It was the first real fight of Muñoz Ledo’s presidency. As introduced, the Law was extremely ambitious: among many other things, it amended the Constitution to abolish the labor board system, codified the right to strike, raised the minimum wage, imposed hundreds of pages’ worth of detailed safety standards, and empowered the Labor Secretariat to impose hefty fines on employers that violated these rights. Unsurprisingly, it met with strident opposition from entrepreneurs; the big businesses, which had previously supported Muñoz Ledo and his policies, suddenly mobilized against him, busing in white-collar office workers from the Mexico City suburbs to protest against it. Naturally, the unions staged counter-demonstrations. But they struggled to respond in early October when TV Azteca joined the fray by introducing a new addition to its daily programming: roundtable discussions on the political and civic issues of the day, hosted by a panel of credentialed experts who all, by sheer coincidence, happened to be virulently opposed to the Labor Rights Law.


Outside the northern border states, most of Mexico’s independent unions were only one or two years old by 1995. The fight over the Labor Rights Law gave them their first taste of partisan, political organizing, which would prove useful as the 1997 electoral season approached.

The Labor Rights Law also exposed fault lines in Mexico’s developing party system. Although the PAN held a commanding majority in both houses of Congress, it was split between a conservative, pro-business wing anchored in the entrepreneurial middle class, and a social-democratic, pro-labor wing rooted in the unions. Panista legislators were soon locked in increasingly heated debates with each other on the Congress floor, and finding the requisite two-thirds majority for a Constitutional amendment forced Muñoz Ledo to expend much of his political capital with the PAN’s right wing.

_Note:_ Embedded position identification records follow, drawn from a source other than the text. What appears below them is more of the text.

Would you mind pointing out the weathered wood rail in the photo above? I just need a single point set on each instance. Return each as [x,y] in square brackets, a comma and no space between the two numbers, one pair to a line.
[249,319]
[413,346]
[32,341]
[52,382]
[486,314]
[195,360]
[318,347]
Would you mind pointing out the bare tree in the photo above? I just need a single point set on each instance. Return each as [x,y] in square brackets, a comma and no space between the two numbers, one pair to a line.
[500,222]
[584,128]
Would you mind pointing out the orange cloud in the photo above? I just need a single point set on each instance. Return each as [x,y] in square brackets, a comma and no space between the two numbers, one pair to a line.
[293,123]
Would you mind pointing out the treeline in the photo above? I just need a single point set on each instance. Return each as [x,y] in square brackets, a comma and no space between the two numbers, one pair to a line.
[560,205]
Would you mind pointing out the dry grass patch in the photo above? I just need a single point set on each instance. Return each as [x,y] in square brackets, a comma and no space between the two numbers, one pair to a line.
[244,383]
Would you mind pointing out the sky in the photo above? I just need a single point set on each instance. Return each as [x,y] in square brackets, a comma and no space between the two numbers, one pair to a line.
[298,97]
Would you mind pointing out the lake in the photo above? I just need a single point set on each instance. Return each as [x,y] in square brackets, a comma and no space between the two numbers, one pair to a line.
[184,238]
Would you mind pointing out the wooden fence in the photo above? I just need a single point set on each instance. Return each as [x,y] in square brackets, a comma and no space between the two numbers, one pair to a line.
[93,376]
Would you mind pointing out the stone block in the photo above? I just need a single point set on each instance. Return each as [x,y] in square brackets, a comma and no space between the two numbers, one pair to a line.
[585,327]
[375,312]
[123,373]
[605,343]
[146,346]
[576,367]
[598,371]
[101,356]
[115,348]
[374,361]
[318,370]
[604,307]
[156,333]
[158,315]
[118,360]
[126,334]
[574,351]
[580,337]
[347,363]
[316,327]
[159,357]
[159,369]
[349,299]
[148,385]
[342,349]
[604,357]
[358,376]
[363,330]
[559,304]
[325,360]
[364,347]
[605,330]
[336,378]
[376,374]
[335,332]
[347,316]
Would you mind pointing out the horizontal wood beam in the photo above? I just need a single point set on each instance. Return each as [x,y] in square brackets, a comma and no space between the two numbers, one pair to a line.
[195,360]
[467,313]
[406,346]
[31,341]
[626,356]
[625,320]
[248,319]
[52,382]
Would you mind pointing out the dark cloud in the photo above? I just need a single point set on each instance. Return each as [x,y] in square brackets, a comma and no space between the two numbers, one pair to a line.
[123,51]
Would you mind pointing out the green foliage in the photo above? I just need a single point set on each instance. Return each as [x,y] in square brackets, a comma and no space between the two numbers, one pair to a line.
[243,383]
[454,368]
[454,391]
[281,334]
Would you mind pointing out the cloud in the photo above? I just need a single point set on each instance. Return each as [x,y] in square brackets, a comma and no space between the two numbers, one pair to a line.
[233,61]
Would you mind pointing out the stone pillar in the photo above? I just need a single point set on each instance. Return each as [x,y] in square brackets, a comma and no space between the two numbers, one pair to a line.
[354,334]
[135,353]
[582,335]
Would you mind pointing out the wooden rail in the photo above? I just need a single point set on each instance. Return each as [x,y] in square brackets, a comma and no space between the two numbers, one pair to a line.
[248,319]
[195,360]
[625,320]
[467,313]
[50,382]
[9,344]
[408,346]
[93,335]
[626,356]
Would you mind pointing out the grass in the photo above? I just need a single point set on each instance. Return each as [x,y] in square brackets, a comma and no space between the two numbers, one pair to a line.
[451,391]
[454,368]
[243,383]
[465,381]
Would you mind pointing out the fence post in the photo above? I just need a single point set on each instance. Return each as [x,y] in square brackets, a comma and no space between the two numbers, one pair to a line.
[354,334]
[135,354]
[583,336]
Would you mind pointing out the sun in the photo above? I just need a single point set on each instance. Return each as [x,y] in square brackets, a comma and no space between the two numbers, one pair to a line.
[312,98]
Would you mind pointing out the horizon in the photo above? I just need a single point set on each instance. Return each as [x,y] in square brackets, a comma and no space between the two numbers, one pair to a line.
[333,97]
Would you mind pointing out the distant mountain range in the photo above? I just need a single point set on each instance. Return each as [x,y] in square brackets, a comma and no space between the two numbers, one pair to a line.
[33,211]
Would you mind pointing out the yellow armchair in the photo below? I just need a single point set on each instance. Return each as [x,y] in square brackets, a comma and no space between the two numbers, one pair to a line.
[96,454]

In the end, though, pressure from the administration, from the unions, and from an aggressive public relations campaign which characterized the new Law as the only way to take back power from La Quina and his ilk, paid off. The Labor Rights Law was narrowly approved by both chambers of the Congress on November 12, 1995, just as President Muñoz Ledo was hosting a state dinner at Los Pinos in honor of Lydia Cacho and Xanic von Bertrab. For the second time in a century, labor rights in Mexico had been revolutionized.

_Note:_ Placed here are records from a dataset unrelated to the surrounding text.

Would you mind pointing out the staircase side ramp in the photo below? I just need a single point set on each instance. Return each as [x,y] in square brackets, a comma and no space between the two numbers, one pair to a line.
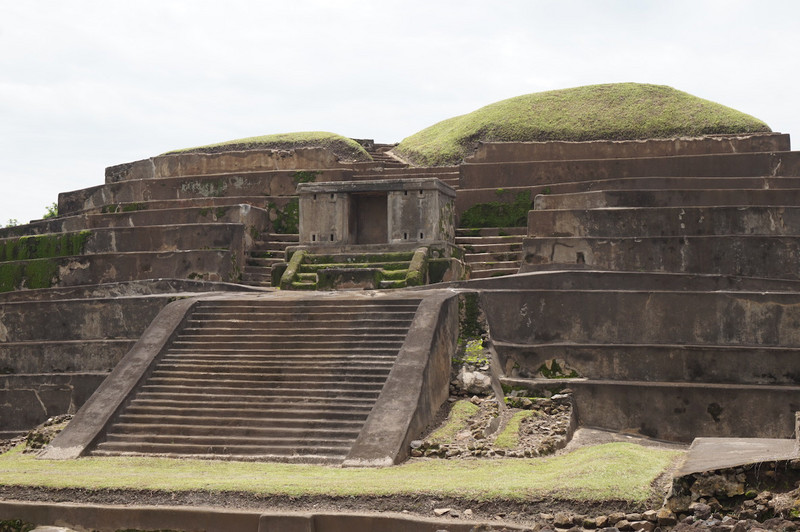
[415,388]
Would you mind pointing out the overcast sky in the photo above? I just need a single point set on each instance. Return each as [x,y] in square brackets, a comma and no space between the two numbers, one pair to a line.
[86,84]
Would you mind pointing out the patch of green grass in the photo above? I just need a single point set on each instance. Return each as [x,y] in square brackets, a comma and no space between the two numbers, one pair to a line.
[456,422]
[499,213]
[344,148]
[509,437]
[616,111]
[618,471]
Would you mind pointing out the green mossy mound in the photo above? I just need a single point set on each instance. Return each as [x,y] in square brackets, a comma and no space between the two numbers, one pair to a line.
[344,148]
[619,111]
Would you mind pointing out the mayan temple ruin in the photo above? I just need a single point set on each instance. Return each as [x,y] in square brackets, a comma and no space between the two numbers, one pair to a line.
[300,304]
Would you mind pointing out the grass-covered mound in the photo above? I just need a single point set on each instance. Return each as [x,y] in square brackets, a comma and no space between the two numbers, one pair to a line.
[618,111]
[344,148]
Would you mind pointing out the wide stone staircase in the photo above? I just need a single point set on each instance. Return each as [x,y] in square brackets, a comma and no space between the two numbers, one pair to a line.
[266,379]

While the Labor Rights Law was percolating its way through the legislature, Muñoz Ledo’s administration had been taking its first baby steps toward peace with the Zapatistas. Since mid-1994, the renegade State of Zapata had been on the rebound from its Bartlett-era nadir. In July, pre-election unrest in the major cities had given Bartlett no choice but to transfer troops out of Chiapas for peacekeeping, and after Muñoz Ledo was sworn in as President in August, he made a point of prioritizing the fight against the cartels over the fight against the Zapatistas. This greatly eased the pressure on the fledgling rebel state, and by early 1995, communities which had spent over a year under siege by the Army had finally been liberated by the ELM. The state’s nominal governor, Bishop Samuel Ruiz, had succeeded in bringing together several of Zapata’s infamously-antagonistic factions, and his army of missionaries and catechists had established a network of communication and exchange which had united once-hostile villages. So when the federal government reached out to Governor Ruiz with an olive branch, he agreed from a position of strength. On September 4, 1995, at the invitation of President Muñoz Ledo, 130,000 Zapatistas and indigenous rights activists arrived in Mexico City for a mass rally at the Zócalo. And when Subcomandante Marcos, the ELM’s masked, spiritual leader, took to the stage to address the assembled throngs (just as Cuauhtémoc Cárdenas had done seven years prior to call his followers to revolution), he gave a passionate speech demanding that the Congress pass an “Indigenous Bill of Rights” to embed the longstanding, communal traditions of the Mayan and other indigenous peoples into the Mexican Constitution.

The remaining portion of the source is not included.